I am content with where the Cubs are at right now. Twelve games into the season we're 7-5, compared to last year when we were 5-7. We're only a game and a half behind the Cards, and the Cards are supposed to suck this year. They're supposed to suck every year in my mind, but my mind tends to be heavily biased and usually wrong. This year however I have been told that the Brewers are the ones we're going to have to watch out for, and we're only a half-game behind them. With how last year went, I won't even begin to worry until we're somewhere around 10 games back.
This week we've got Dusty Baker's second attempt at destroying an NL Central team, the Cincinnati Reds, and then we get to have another go at Pittsburgh. That should be exciting. I'll be in the right field bleachers at the game Wednesday night (thank you college discount) trying to teach Kosuke some new english words. Suggestions are welcome.
Friday, April 11, 2008
Anyway, here are my predictions for this coming season -- along with some notable predictions from last year:
Mark Prior Wins:
Last year: 15 (not even close)
This year: F*ck Mark Prior; put me down for 2.
Kerry Wood Pitches:
Last year: 15 (I actually wasn't too far off on this one)
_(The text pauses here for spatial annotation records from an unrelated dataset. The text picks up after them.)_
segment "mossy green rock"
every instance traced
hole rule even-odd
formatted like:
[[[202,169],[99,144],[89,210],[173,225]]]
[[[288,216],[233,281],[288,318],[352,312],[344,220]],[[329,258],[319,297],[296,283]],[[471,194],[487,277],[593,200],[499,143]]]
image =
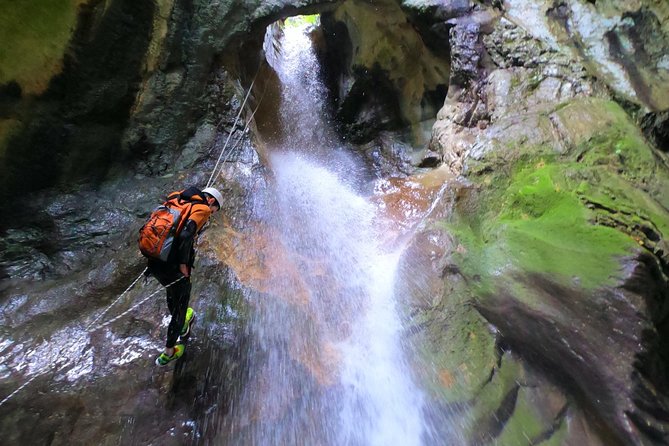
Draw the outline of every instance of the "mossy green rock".
[[[665,357],[667,166],[611,101],[546,116],[566,150],[528,140],[469,161],[473,184],[446,225],[462,246],[454,264],[505,342],[586,395],[613,437],[643,442],[630,427],[640,425],[663,436],[648,409],[662,400],[644,395],[666,385],[649,371]],[[496,439],[514,444],[518,432]]]

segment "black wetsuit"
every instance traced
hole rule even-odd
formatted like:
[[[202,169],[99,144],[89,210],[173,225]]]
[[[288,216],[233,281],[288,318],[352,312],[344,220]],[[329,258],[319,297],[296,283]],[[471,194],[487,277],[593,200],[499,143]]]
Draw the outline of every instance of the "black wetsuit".
[[[185,195],[185,193],[182,193],[182,195]],[[176,249],[172,249],[167,262],[149,259],[147,274],[154,276],[163,286],[167,286],[183,277],[183,274],[179,270],[179,265],[187,265],[190,272],[195,262],[195,249],[193,245],[197,233],[197,224],[189,219],[177,236],[174,245]],[[166,290],[167,308],[172,315],[170,324],[167,327],[167,341],[165,342],[165,347],[167,348],[174,347],[181,334],[190,301],[190,290],[190,277],[179,280]]]

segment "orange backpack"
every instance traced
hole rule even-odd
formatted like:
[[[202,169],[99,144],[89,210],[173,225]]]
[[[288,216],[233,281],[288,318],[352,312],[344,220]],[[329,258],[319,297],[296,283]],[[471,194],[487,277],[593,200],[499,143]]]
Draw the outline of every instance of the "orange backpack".
[[[188,221],[194,204],[201,200],[185,200],[180,192],[174,192],[167,201],[158,206],[139,230],[139,250],[145,257],[167,262],[174,240]]]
This Year: However many it takes to get 40 saves, that seems like a good goal.
Barrett Punches Thrown:
Last Year: 2 (Does his fight with Zambrano count? Nailed it.)
This Year: F*ck Barrett too. Look for Zambrano to get his revenge in this category.
Lou Pinella Ejections:
Last Year: 7 (What did he get? 2? Maybe 3? Weak.)
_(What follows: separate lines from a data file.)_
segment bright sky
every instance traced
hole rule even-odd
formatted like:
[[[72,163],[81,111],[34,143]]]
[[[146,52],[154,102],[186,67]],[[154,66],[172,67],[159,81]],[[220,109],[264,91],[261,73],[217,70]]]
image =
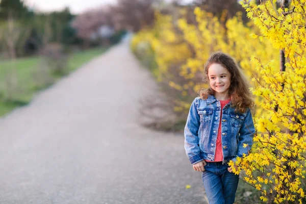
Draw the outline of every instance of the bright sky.
[[[0,0],[1,1],[1,0]],[[171,1],[171,0],[166,0]],[[115,4],[117,0],[24,0],[30,8],[40,11],[53,11],[61,10],[65,7],[70,8],[70,11],[74,14],[106,4]],[[183,0],[186,3],[191,0]]]

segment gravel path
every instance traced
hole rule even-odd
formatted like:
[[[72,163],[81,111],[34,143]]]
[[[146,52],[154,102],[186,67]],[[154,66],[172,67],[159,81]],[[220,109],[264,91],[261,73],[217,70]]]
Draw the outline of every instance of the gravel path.
[[[137,122],[156,90],[125,40],[0,118],[0,203],[207,203],[183,136]]]

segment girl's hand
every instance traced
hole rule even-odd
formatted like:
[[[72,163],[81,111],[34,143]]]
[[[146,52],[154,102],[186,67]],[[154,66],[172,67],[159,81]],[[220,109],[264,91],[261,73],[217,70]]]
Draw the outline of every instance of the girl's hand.
[[[237,168],[238,168],[238,166],[235,165],[234,167],[235,167],[235,169],[236,170],[237,170]],[[232,168],[232,167],[228,167],[227,171],[228,171],[231,173],[233,173],[233,169]]]
[[[206,166],[206,162],[205,161],[202,160],[192,165],[193,167],[193,170],[197,171],[205,171],[205,169],[204,168],[204,166]]]

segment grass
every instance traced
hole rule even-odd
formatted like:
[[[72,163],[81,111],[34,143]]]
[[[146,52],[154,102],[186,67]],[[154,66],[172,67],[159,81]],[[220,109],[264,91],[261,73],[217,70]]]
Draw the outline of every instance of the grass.
[[[107,49],[98,47],[74,52],[68,58],[66,72],[69,73],[73,71]],[[37,56],[19,58],[14,61],[0,62],[0,116],[17,107],[28,104],[35,93],[51,85],[62,76],[44,73],[41,69],[43,63],[42,58]],[[6,81],[10,79],[10,74],[17,76],[18,83],[13,88],[14,96],[7,99]]]

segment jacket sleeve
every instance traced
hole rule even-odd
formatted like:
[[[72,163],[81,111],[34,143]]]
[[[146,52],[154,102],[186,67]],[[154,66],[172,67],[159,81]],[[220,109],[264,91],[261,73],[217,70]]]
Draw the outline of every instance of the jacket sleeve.
[[[196,98],[191,104],[184,130],[185,149],[191,164],[203,160],[200,154],[198,137],[200,126],[200,116],[198,114],[197,110],[198,100]]]
[[[239,131],[237,157],[242,157],[243,154],[248,155],[253,144],[253,137],[254,134],[255,128],[254,127],[251,110],[250,109],[248,109],[246,116]],[[247,144],[247,145],[246,147],[243,147],[243,144]],[[233,159],[234,162],[237,161],[236,158]]]

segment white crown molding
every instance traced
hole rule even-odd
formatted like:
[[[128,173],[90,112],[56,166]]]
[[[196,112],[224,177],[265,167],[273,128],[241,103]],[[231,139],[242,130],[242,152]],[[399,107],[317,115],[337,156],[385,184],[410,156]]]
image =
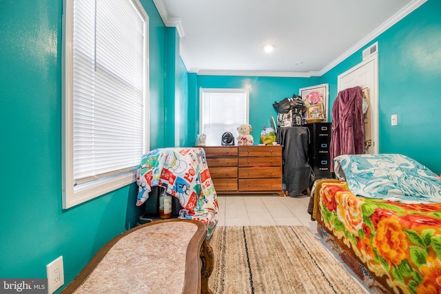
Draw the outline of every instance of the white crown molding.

This Year: 10 (Double digits guarantees us the pennant.)
Wins by the White Sox:
Last Year: 62 (73 is not that far off...)
This Year: 62 (still gunning for 100 losses in this category)
Monday, March 31, 2008
This is the most excited I've been since last September.
Personally I hope the game gets rained out so I can quickly buy tickets to Wednesday's game and that will be the true season opener. I have a friend at today's game who is rubbing it in my face via text message so that would be some sweet sweet revenge.
Really all that's important is that Cubs baseball starts in an hour. Or maybe two, as it's raining here in Chicago at the moment. Dan Roan is talking to the Cubs chairman and seems to think there will be a dry window from 2-6 PM so we'll see if it can happen.
Pretty much everyone's focus is gonna be on Kosuke Fukudome and how he handles the big leagues. First, let's get the pronunciation correct. Say it with me everybody: Kos-kay Foo-Koo-Doh-May. Good. Now that you know how to pronounce it, you should check out the shirts we have in the shop on the right. If you're sitting in the right field bleachers this year you're going to want a FU FIGHTERS shirt, because who doesn't enjoy ripping off a popular band's name? They also have a number 1 on the back, so just in case you forget Kosuke's number you can ask the guy behind you to read your shirt.
Also, today marks the triumphant return of Kerry Wood as the closer who can't possibly be worse than our last one. Maybe. I guess the only way he'll be in the game is if we have a one or two run lead in the ninth, but I'm pretty confident that will happen.
I would be liveblogging this thing, but I have certain obligations I must attend to. I'll be checking in periodically though, so stick around, leave some comments, send me harassing emails, whatever floats your boat. I've got a good feeling about this season. Go Cubbies.